The songs follow one another. Mali Llywelyn is on piano. Then she takes up the harp, and finally Aldous hands over her guitar. She also supports the singing on certain choruses. At every change of register the hall noisily voices its delight. The “boys” at the back of the stage, in the half-light, are discretion itself.
Aldous Harding — or perhaps I should call her here Hannah Topp, the name under which she signs her work. Let’s keep Aldous; it’s complicated enough as it is. Aldous, then, distils her plurality, which is what makes her fascinating to me, across almost the whole setlist. For “Leathery Whip” she takes on her little-girl voice, triggering a sudden burst of feedback. Even the equipment is caught off guard. Another song: having finished singing, she lay down; the band kept playing, finished the piece. Aldous is still lying there. Will she get up? It goes on, a long time. Of course she’s going to get up, yet doubt creeps over me all the same. It isn’t reasoned, more instinctive. I think it’s the moment when the roadie relieves Mali of her harp. And then there’s “Imagining My Man”. That break, and Mali crying out Yeah. I wait for it; it comes. In the next verse, so like the one before, there’s the break but no Yeah. And the song goes on like that. An alternation of bliss and frustration.

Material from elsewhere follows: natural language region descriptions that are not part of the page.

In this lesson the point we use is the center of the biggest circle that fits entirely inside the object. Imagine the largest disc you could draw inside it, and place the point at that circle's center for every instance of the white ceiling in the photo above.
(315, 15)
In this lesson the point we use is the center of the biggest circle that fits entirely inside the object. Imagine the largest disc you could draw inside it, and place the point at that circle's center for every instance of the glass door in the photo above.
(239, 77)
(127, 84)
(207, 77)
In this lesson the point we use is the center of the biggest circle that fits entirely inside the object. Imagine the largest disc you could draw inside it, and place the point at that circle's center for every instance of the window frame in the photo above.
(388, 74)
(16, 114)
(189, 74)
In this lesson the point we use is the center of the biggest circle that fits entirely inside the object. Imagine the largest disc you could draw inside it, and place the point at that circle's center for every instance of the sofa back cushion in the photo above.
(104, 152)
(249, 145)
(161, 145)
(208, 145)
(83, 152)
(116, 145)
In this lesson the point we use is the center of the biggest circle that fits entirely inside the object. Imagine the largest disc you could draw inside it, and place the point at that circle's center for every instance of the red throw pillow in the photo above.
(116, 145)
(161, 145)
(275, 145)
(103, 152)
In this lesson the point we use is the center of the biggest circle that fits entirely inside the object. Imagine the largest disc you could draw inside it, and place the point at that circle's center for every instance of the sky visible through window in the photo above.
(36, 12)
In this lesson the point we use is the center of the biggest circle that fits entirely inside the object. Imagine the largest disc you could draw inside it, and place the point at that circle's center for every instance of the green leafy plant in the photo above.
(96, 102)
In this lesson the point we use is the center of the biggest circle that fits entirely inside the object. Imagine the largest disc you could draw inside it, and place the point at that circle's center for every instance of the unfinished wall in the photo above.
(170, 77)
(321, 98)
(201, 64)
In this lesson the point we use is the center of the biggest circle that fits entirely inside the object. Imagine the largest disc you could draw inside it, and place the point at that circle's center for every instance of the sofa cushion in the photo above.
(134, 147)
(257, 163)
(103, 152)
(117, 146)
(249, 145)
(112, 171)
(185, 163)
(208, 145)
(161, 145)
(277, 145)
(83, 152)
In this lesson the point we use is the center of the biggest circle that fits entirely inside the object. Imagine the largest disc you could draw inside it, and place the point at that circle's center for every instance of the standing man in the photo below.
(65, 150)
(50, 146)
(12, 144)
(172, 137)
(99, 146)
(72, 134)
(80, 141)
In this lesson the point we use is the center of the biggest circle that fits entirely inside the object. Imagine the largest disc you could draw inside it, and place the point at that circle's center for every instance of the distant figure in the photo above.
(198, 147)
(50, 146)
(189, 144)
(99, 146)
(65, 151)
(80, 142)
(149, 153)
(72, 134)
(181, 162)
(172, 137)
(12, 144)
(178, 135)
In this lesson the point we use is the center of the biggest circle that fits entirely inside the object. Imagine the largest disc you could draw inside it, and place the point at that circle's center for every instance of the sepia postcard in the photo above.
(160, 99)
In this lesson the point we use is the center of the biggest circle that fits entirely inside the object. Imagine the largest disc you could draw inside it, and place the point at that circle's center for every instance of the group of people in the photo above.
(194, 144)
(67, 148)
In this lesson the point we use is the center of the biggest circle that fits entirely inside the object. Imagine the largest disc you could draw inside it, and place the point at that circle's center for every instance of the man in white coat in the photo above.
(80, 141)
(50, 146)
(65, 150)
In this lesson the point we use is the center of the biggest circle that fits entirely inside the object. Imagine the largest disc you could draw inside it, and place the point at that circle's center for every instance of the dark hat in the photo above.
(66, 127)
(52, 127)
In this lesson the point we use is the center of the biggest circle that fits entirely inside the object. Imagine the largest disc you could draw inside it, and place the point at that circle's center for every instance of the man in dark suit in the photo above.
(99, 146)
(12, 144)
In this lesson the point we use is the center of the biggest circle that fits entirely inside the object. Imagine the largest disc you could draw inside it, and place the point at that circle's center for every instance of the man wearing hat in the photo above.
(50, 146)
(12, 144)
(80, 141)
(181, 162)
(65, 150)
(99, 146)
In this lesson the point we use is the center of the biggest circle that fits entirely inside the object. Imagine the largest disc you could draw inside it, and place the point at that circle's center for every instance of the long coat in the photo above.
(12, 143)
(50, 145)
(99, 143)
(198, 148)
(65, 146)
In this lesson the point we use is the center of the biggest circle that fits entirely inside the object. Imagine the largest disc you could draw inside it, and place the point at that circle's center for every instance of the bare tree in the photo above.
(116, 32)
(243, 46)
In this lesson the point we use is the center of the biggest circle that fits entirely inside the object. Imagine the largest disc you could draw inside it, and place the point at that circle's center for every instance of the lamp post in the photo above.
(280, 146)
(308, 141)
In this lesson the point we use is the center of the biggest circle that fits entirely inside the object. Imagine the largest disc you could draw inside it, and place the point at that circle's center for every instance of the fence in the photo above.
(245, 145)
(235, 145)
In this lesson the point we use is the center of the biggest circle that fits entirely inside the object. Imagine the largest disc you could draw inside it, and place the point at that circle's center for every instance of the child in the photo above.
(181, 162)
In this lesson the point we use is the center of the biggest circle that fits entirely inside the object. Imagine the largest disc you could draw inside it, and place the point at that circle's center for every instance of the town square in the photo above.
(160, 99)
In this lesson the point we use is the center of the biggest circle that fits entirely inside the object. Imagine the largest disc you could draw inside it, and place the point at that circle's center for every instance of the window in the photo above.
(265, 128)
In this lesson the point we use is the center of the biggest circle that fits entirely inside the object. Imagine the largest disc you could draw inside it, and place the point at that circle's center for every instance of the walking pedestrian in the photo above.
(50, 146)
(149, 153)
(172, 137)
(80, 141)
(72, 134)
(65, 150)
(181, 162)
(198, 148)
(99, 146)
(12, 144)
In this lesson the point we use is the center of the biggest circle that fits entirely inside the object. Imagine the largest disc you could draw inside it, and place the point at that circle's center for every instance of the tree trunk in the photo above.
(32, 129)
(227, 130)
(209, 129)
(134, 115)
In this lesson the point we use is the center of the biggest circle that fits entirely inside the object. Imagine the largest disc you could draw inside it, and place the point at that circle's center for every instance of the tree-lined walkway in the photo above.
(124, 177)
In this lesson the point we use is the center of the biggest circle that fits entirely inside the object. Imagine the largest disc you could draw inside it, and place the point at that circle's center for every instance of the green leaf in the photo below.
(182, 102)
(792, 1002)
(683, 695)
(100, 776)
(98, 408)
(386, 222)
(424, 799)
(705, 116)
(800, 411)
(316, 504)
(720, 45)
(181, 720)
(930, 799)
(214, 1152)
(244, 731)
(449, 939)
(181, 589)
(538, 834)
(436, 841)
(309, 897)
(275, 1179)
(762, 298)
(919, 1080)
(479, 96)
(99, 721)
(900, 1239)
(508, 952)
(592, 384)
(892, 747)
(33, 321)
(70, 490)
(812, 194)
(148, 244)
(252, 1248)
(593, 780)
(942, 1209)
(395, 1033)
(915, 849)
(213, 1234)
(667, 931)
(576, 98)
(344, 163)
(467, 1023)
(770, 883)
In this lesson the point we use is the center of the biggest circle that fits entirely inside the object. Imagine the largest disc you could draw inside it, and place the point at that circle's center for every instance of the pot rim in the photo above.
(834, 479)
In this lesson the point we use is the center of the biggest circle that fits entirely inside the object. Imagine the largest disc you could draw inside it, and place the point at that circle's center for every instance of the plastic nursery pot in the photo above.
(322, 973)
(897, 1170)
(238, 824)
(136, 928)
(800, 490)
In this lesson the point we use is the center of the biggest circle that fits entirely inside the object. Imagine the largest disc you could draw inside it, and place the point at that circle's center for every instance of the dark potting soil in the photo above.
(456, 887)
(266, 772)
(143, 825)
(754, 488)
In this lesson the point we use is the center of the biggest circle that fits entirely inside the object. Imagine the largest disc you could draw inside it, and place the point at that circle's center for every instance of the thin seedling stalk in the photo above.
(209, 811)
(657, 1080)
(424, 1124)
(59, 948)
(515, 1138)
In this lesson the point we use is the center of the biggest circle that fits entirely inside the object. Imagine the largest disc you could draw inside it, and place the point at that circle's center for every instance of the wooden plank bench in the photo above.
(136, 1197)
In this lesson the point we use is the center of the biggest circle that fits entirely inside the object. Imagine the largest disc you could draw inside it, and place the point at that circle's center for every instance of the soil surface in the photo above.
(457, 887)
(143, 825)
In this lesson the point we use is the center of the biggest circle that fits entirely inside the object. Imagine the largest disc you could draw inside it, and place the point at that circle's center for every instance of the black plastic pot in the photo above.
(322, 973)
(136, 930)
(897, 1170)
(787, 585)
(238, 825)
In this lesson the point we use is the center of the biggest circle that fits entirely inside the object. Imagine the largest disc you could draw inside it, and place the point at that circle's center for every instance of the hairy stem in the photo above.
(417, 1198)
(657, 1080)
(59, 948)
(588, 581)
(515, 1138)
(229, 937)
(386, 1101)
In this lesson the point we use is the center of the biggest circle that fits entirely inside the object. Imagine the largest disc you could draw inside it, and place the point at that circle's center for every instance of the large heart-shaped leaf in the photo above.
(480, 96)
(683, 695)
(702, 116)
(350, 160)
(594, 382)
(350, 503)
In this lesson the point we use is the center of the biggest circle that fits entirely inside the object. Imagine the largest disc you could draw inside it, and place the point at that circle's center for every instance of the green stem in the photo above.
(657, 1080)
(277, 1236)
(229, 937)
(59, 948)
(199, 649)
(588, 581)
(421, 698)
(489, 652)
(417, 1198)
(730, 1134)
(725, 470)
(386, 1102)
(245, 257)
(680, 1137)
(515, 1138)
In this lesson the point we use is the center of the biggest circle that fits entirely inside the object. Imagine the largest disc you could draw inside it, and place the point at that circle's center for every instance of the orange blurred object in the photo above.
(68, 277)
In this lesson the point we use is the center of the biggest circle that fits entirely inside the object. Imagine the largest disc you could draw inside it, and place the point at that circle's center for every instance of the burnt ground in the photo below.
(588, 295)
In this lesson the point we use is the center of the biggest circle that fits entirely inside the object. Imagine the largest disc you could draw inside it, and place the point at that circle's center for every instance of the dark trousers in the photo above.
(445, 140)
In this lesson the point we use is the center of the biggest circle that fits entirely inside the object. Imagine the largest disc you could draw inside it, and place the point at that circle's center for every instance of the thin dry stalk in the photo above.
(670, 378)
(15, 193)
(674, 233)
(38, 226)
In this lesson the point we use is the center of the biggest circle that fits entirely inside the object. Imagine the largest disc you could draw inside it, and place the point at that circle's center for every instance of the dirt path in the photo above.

She was seated at the start of the concert; she only plays the guitar sitting down. Once on her feet and rid of a jacket, plainly unsuited to the temperature, she’s wearing a T-shirt, perhaps a shirt, with long ribbons hanging from it. A good fifty centimetres each. They echo her movements, her arms in particular — themselves floating ribbons, badly mastered. She reminds me of those teenagers, boys and girls alike, ill at ease in a body that has grown too fast, one they don’t yet perceive as it really is.
Far too many people at the merch stand at the end of the show. A shame, because of course I’d happily have bought a T-shirt — and on top of that, I’ve got nothing to wear tomorrow.